Vermeintlicher Banküberfall: 13-Jähriger sorgt mit Softairwaffe für Polizei-Großeinsatz

Essener Polizei

Die Polizei ist am Donnerstag in Essen zum Großeinsatz ausgerückt: Der Verdächtige entpuppte sich als 13-Jähriger mit Druckluftwaffe. Deswegen gehören Replikate nicht in die Öffentlichkeit.

Essen

03.01.2020, 13:26 Uhr / Lesedauer: 1 min
Vermeintlicher Banküberfall: 13-Jähriger sorgt mit Softairwaffe für Polizei-Großeinsatz

Vermeintlicher Banküberfall: Ein 13-Jähriger hat mit einer Softairwaffe am Donnerstag in Essen für einen Großeinsatz der Polizei gesorgt. © Dietmar Gabbert/zb/dpa

Ein 13-Jähriger mit einer Softairwaffe hat am Donnerstag in Essen einen Großeinsatz der Polizei ausgelöst. Zeugen hatten zuvor beim Notruf gemeldet, dass ein etwa 20-Jähriger mit Baseball-Kappe und schwarzer Pistole auf dem Weg zu einer Bank sei.

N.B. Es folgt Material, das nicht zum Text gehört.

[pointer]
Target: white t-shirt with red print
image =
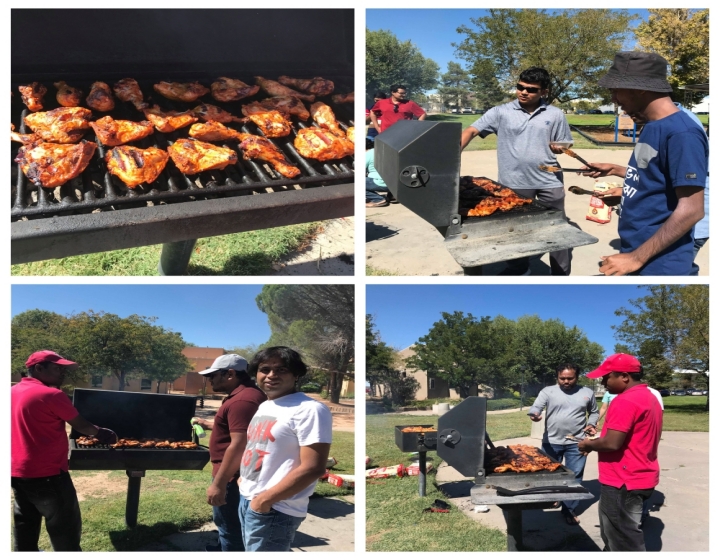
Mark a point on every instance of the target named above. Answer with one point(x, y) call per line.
point(278, 430)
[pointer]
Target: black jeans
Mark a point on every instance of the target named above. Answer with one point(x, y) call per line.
point(620, 513)
point(53, 498)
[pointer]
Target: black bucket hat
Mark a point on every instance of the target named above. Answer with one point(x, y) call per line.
point(637, 70)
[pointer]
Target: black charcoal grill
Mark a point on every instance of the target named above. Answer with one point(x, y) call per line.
point(96, 212)
point(420, 163)
point(136, 416)
point(462, 441)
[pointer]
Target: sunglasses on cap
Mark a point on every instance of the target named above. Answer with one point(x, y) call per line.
point(526, 88)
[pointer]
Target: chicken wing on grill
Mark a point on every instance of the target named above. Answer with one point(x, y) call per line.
point(192, 156)
point(322, 145)
point(228, 89)
point(100, 97)
point(170, 120)
point(317, 86)
point(64, 125)
point(256, 147)
point(68, 96)
point(181, 92)
point(134, 165)
point(114, 133)
point(276, 89)
point(344, 97)
point(128, 90)
point(51, 165)
point(32, 95)
point(323, 115)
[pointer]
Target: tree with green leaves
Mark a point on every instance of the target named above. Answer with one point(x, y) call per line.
point(318, 321)
point(682, 37)
point(576, 47)
point(391, 61)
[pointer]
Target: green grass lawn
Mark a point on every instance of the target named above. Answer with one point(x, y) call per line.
point(249, 253)
point(170, 501)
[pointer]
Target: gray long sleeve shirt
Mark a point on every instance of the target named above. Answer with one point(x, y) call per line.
point(566, 412)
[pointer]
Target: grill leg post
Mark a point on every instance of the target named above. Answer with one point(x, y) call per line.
point(175, 257)
point(133, 500)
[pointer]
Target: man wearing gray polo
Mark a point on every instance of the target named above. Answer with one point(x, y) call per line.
point(526, 128)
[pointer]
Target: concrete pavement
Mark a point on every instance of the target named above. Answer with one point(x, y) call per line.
point(679, 514)
point(399, 241)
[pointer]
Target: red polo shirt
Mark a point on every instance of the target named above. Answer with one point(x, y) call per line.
point(385, 111)
point(637, 413)
point(234, 416)
point(39, 442)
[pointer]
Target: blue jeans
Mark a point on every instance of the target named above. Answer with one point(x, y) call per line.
point(227, 519)
point(574, 460)
point(267, 532)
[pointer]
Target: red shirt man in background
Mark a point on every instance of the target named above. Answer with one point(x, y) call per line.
point(42, 487)
point(397, 108)
point(627, 452)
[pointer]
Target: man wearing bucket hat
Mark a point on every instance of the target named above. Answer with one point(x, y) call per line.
point(627, 452)
point(228, 374)
point(665, 179)
point(42, 487)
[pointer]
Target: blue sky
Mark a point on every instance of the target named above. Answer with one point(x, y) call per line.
point(216, 316)
point(404, 313)
point(433, 31)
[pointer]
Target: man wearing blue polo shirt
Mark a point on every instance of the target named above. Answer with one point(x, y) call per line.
point(526, 128)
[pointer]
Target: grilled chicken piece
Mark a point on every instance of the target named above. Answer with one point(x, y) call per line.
point(344, 97)
point(181, 92)
point(51, 165)
point(207, 113)
point(192, 156)
point(214, 132)
point(100, 97)
point(256, 147)
point(275, 89)
point(168, 121)
point(128, 89)
point(64, 125)
point(323, 115)
point(32, 95)
point(68, 96)
point(322, 145)
point(317, 86)
point(228, 89)
point(287, 105)
point(114, 133)
point(134, 165)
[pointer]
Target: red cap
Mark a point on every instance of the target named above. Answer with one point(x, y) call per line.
point(49, 356)
point(620, 363)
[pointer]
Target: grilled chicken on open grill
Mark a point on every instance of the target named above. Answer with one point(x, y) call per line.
point(322, 145)
point(256, 147)
point(51, 165)
point(170, 120)
point(64, 125)
point(68, 96)
point(128, 90)
point(114, 133)
point(317, 86)
point(135, 166)
point(192, 156)
point(100, 97)
point(32, 95)
point(181, 92)
point(276, 89)
point(228, 89)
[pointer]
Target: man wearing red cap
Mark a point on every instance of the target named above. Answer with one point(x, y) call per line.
point(627, 452)
point(41, 485)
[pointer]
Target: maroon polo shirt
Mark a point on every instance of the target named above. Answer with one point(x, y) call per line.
point(385, 111)
point(233, 416)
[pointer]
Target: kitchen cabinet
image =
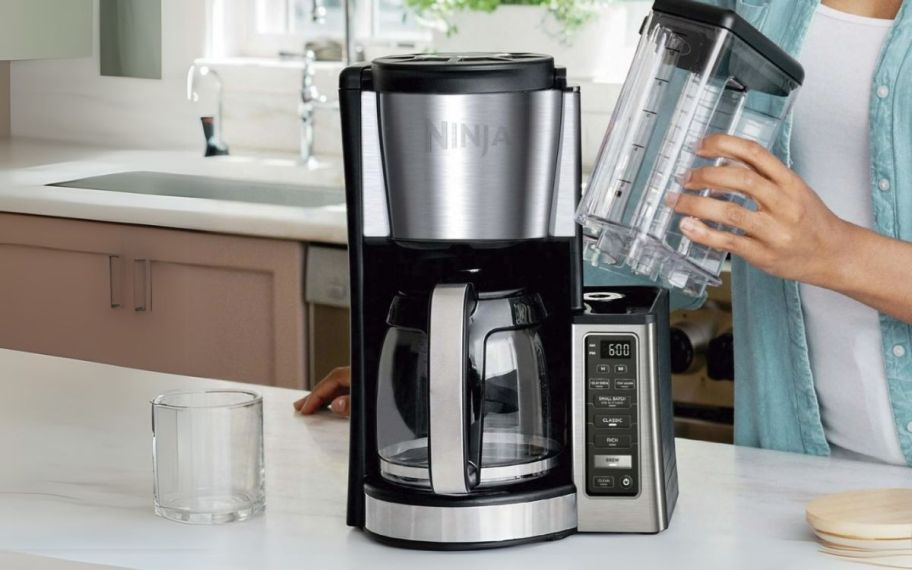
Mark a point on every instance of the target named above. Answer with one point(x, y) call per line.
point(174, 301)
point(42, 29)
point(328, 302)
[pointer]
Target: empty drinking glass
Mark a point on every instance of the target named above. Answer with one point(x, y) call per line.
point(207, 449)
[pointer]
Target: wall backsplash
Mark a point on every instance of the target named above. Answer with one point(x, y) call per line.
point(69, 100)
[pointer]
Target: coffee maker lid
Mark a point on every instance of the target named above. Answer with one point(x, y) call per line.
point(471, 72)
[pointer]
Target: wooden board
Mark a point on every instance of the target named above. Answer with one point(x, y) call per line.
point(889, 545)
point(879, 514)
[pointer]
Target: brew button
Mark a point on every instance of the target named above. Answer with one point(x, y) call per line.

Polizei macht Verdächtigen „dingfest“

Daraufhin machten sich mehrere Streifenwagen, ein Diensthundeführer und Beamte einer Hundertschaft auf den Weg in den Stadtteil Heisingen, wie die Polizei am Freitag mitteilte.

Aber nicht beim Gang in die Bank, sondern als der Unbekannte in einen Linienbus einstieg, griffen die Beamten am frühen Donnerstagabend zu und machten den vermeintlichen „Mann“ dingfest. Hierbei stellte sich heraus, dass es sich um einen 13-jährigen Jungen handelte, der mit einer Softair-Pistole in der Öffentlichkeit gefuchtelt hatte.

Beamte stellen Waffe sicher

Die Polizisten brachten das Kind zu seinen Eltern und schrieben eine Ordnungswidrigkeiten-Anzeige. Die Druckluftwaffe stellten die Beamten sicher.

Appell: Replikate gehören nicht in die Öffentlichkeit

Der Appell der Essener Polizei lautet ausdrücklich, dass es für Spielzeug- und Softair-Pistolen keinen Platz in der Öffentlichkeit gibt. Diese nachgebauten Replikate sehen originalen Schusswaffen täuschend ähnlich und führen nicht nur bei den Bürgern zur Besorgnis, so ein Polizeisprecher am Freitag, sondern auch zu Großeinsätzen der Polizei.